À partir du XVIIIe siècle se répand l’anecdote que Rubens, mettant la dernière main à son tableau en 1626, y aurait ajouté le portrait de sa première épouse, décédée la même année. Le personnage féminin qui se trouve au milieu, derrière la tombe de Marie, vêtue d’un rouge éclatant serait Isabella Brandt.

L’argument invoqué est que son visage diffère de celui du modello, cela vaut d’ailleurs pour la plupart des physionomies entourant la tombe de Marie qui sur grand format s’avèrent beaucoup plus réalistes.

De plus amples recherches sur le visage de femmes peints par Rubens pourraient apporter plus de lumière, et pourquoi ne pas se faire seconder par des simulations sur les mêmes ordinateurs que ceux employés pour les examens en médecine médico-légale. Mais que ce visage de femme nous mène aux portraits connus d’Isabella Brant reste un grand point d’interrogation.

Que l’anecdote même résiste mieux qu’une preuve éventuelle se confirme déjà en 1790, chez Georg Forster, un observateur des plus minutieux de son temps. Son célèbre ‘Tour du Monde’ était devenu le modèle d’un genre littéraire nouveau d’un récit de voyage scientifique.  Il lui semblait reconnaître le portrait d’Isabella Brandt dans le visage de Marie.  Que le visage d’Isabella Brant ressemble aussi bien à de la femme à l’avant plan qu’à celui de Marie illustre sans doute que Rubens représentait simplement l’idéal de beauté de son époque.

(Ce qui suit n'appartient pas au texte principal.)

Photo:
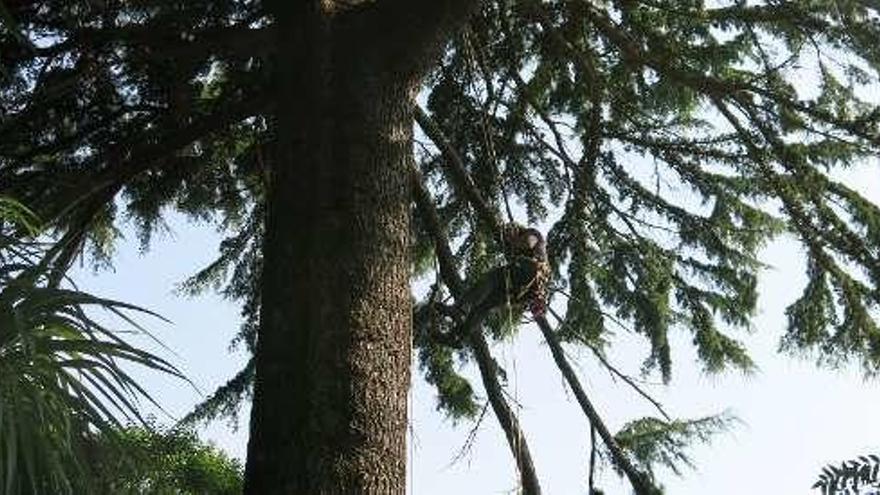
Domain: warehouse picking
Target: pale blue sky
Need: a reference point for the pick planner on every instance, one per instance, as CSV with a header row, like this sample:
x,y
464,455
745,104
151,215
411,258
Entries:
x,y
796,417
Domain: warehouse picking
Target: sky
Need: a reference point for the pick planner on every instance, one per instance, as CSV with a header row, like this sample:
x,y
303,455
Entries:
x,y
793,417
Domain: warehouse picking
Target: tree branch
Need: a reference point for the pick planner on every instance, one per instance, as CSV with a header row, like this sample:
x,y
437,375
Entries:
x,y
639,481
475,340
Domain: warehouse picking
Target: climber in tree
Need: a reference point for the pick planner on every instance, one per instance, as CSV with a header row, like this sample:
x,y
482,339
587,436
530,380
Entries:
x,y
522,280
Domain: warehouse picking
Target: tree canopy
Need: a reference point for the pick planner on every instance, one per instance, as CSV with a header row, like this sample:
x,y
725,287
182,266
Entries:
x,y
661,144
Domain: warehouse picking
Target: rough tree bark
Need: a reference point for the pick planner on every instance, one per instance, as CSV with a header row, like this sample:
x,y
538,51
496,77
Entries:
x,y
333,351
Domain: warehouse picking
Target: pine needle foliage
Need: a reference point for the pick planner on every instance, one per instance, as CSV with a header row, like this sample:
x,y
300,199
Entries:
x,y
655,442
661,143
860,475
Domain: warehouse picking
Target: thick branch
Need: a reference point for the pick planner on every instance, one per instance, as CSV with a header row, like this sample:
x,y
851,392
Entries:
x,y
475,340
640,482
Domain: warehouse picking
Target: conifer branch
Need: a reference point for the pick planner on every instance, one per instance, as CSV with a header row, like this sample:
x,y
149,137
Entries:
x,y
475,340
639,481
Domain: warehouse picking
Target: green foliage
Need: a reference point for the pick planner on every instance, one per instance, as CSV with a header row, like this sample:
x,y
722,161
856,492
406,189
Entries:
x,y
62,372
146,461
662,143
654,442
860,475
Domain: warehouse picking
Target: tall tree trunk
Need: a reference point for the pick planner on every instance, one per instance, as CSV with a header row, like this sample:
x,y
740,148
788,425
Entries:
x,y
333,351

La renommée de cet ouvrage dépend du degré d’attachement qui lie la culture historique de l’Anversois avec la religion catholique.  À l’occasion de l’exposition universelle d’Anvers en 1930 qui mettait la culture et l’art flamand en exergue, ce tableau ou du moins une copie était portée dans un des riches cortèges étant l’expression d’une fusion entre la dévotion et le génie de Rubens.